Tidally Locked Worlds

Ever wake up in the dark from a bad dream and say, well, it’ll be light soon, it will be better.

We inhabitants of Earth are lucky in that way, we have night and day. What would it be like to live with either day or night only? Or perpetual dusk?

There are plenty of bodies in our universe like that. Our Moon is one example of a tidally locked body. Due to gravitational influences, it’s a body whose rate of rotation matches it’s orbit time around another body. The Moon’s rotation rate is 27 days, and its orbit time is 27 days. That means from Earth we see the same old side of Luna all the time. However, because the Moon orbits Earth vs the Sun, its entire surface gets bathed in sunlight and dark over its orbital journey. There is no perpetually dark side of the Moon but there is a perpetually far side, one we never see from Earth.

What if the Earth were tidally locked in orbit around the Sun? Then one side of Earth would experience perpetual day, one side perpetual night, and within the day/night interface – perpetual dusk. That would be different! It likely would have had significant impact on how life evolved over time. No one on Earth knows how but life on Earth would be different. On Earth we see an incredible variety of lifeforms, each evolving within their environmental niche. Those niches could be similar and very different on a tidally locked Earth.

Tidally locked is not a bad thing, it just produces a different set of challenges and maybe opportunities for life.

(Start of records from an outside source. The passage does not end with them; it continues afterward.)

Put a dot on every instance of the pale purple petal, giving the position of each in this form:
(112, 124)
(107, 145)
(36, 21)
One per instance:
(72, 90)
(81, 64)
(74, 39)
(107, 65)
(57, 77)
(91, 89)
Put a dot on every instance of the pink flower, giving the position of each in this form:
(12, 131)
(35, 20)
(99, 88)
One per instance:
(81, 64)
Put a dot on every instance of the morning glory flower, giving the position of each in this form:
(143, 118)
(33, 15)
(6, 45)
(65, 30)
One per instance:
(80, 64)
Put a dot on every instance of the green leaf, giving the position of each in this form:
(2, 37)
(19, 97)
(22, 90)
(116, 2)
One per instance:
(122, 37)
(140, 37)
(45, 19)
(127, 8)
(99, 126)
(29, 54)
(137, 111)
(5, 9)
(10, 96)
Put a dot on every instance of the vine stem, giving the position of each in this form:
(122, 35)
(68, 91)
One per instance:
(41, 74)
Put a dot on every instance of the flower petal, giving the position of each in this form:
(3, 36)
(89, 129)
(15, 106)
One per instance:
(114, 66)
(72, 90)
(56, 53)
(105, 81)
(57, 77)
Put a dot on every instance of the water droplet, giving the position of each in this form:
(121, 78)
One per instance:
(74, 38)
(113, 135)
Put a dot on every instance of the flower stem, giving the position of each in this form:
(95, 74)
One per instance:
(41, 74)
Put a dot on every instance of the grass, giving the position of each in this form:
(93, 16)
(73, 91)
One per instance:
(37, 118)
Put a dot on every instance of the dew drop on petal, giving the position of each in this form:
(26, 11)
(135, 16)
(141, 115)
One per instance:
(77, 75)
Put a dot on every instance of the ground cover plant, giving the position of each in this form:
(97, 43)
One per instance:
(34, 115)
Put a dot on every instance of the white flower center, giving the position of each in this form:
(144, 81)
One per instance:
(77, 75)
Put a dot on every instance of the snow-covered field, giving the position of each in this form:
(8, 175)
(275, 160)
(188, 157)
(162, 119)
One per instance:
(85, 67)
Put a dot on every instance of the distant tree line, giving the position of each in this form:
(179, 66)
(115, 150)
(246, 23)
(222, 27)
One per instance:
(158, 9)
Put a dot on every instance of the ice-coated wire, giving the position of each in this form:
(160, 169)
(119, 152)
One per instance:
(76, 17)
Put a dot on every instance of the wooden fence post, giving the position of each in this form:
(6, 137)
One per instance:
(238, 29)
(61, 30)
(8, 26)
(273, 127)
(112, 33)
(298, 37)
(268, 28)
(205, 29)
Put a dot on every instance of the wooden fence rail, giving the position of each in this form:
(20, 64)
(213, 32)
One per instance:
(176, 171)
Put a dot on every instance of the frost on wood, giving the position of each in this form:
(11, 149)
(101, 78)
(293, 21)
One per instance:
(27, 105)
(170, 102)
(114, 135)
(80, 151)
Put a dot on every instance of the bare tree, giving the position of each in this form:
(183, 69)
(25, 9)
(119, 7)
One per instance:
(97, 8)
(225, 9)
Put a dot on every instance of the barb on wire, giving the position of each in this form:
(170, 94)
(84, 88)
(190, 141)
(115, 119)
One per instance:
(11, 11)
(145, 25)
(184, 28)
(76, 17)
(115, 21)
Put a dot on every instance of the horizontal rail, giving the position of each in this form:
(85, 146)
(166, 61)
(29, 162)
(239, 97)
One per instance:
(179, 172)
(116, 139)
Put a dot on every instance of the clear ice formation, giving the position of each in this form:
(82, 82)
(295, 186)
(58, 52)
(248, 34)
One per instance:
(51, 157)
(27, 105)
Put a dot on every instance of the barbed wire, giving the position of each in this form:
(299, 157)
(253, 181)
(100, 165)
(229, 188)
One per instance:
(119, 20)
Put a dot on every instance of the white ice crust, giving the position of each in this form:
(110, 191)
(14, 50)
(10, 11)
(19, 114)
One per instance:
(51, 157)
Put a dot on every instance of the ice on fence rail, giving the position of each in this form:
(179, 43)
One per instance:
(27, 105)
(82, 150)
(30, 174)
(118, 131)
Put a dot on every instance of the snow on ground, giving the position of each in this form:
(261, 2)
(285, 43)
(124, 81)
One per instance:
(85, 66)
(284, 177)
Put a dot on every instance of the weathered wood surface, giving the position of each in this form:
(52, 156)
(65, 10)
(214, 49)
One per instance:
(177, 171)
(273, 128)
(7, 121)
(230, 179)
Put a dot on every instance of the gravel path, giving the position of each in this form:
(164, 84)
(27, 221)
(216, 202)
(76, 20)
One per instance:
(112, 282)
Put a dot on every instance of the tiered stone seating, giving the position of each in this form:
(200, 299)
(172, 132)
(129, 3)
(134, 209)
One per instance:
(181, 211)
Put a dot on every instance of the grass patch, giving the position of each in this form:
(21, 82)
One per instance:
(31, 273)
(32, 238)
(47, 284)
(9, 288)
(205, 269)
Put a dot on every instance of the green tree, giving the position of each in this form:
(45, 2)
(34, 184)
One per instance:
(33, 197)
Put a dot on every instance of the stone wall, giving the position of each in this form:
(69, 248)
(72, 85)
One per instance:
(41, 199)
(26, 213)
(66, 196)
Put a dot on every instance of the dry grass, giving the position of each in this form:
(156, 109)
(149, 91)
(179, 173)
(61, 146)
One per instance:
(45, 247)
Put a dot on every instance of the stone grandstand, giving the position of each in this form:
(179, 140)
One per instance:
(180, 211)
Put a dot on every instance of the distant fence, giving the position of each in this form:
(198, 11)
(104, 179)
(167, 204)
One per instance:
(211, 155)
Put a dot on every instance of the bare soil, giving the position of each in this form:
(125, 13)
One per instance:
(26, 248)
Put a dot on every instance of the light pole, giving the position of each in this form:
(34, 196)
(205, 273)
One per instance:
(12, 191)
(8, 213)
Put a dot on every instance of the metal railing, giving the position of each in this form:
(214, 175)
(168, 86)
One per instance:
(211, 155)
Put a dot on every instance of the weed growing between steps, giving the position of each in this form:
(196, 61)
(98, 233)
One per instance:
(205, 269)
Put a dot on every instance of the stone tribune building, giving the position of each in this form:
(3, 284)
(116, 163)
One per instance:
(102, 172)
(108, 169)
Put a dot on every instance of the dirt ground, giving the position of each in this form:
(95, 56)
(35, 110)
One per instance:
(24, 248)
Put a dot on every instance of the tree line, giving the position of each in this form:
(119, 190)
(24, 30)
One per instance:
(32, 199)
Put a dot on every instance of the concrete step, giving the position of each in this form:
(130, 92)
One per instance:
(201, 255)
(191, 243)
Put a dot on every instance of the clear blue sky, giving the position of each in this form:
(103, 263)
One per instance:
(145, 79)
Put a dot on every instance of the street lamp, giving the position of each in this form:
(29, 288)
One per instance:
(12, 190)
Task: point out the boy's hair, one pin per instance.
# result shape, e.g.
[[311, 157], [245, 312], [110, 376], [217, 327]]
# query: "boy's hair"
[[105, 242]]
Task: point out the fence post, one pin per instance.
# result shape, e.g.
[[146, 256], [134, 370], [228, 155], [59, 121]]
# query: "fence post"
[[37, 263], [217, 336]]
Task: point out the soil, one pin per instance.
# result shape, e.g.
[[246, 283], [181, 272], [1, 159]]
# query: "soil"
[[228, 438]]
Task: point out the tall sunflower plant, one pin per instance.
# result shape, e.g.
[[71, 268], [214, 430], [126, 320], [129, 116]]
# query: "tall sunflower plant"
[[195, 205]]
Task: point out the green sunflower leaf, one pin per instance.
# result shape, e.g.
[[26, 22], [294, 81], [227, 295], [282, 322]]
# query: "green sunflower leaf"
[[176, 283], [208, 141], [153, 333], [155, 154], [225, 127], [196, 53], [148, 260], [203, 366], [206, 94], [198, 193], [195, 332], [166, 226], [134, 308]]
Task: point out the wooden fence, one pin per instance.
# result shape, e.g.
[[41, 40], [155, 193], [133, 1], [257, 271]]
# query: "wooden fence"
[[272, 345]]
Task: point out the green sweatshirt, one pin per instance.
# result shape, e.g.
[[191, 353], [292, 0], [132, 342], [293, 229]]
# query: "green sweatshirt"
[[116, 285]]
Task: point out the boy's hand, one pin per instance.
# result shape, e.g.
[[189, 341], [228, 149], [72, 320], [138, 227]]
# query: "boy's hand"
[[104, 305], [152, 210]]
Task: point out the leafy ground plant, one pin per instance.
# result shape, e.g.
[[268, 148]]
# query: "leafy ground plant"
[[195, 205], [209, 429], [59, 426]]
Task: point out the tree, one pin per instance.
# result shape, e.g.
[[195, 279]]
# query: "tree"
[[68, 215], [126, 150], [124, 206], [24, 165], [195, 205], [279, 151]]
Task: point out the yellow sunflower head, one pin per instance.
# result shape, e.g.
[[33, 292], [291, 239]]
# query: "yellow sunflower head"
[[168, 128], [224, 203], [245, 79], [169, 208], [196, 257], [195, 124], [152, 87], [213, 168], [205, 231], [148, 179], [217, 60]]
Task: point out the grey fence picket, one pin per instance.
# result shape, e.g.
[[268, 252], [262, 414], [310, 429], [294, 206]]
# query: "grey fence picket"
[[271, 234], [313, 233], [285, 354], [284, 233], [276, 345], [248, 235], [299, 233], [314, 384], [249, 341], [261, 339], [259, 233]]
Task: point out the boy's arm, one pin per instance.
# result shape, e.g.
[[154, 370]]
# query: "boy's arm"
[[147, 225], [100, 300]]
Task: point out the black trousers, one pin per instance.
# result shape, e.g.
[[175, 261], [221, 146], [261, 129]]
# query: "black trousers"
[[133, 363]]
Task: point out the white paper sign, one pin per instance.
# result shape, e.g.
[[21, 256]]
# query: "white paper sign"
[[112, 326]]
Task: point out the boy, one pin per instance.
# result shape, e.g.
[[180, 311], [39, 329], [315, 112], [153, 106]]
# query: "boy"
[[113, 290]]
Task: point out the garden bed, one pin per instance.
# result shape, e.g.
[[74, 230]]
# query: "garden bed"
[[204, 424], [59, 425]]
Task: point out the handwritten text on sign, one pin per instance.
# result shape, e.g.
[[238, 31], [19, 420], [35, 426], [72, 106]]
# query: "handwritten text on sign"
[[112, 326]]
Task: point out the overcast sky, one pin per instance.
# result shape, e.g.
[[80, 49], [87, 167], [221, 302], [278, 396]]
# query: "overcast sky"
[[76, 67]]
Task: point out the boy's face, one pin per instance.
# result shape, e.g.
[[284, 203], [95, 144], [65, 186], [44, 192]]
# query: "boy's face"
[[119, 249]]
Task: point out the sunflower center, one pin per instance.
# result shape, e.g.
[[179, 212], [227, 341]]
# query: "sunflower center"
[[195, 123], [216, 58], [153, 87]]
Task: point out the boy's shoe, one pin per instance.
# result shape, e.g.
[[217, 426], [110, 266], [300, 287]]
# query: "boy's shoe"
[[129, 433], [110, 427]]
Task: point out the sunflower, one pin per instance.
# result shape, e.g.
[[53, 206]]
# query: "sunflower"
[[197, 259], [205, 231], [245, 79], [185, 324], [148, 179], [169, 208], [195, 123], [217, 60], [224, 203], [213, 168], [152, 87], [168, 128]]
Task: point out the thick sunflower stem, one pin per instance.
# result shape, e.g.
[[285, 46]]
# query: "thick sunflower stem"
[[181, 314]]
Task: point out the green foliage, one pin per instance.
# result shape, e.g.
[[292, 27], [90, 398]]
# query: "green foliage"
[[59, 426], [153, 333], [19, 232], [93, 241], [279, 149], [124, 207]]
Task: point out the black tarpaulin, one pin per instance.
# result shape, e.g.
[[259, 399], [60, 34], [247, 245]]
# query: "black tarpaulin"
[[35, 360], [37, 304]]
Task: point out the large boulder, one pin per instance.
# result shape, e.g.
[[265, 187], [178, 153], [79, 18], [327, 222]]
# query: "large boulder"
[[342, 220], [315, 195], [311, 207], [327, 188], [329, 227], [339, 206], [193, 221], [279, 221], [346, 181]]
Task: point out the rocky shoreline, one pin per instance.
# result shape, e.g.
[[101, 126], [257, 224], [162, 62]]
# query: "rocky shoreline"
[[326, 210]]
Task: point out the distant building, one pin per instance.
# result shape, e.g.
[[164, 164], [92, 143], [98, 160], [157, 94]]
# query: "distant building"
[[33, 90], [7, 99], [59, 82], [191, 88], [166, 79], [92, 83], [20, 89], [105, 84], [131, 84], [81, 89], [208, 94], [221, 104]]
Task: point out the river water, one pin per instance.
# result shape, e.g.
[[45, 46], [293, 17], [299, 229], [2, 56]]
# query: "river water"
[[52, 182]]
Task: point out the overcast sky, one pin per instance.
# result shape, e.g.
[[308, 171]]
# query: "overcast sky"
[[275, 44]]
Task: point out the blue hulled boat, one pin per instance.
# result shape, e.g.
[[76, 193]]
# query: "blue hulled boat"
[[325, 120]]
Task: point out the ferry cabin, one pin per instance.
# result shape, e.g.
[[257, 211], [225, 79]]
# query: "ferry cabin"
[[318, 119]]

Ever since the first exoplanet was discovered in 1992, the search for exoplanets ramped up and now we know of over 5000 confirmed planets beyond the solar system. Some of these planets are tidally locked with their home star and astrobiologists speculate about the affect that has on the possibility of life on those planets. Well, now we have the James Webb Space Telescope, with its big, sensitive eye. Now we have tools to identify exoplanet atmospheric gases, and detect byproducts of living, we think.  Remember the Viking Mars landers? They ran tests for biosignatures and got fooled by Mars’ reactive soils.

Life on a tidally locked planet could be tough. Even in the habitable zone, the star facing side gets constantly roasted by ultraviolet and infrared, it’s hot. The ocean might be nearly boiling in places. The other side gets no light, no heat. It is likely frozen solid, maybe even some of the atmospheric gasses are frozen out. That would cause significant atmospheric pressure gradients and wild winds coming from the hot side.

The zones between torrid and frozen might be able to support life, but weather there could be too chaotic. Think of high and low pressure/temperature fronts constantly slamming into each other.

These places sure would be interesting to visit.

What’s in the Sky?

August 15th; before sunrise; southwest: A waning gibbous Moon and Jupiter share the sky.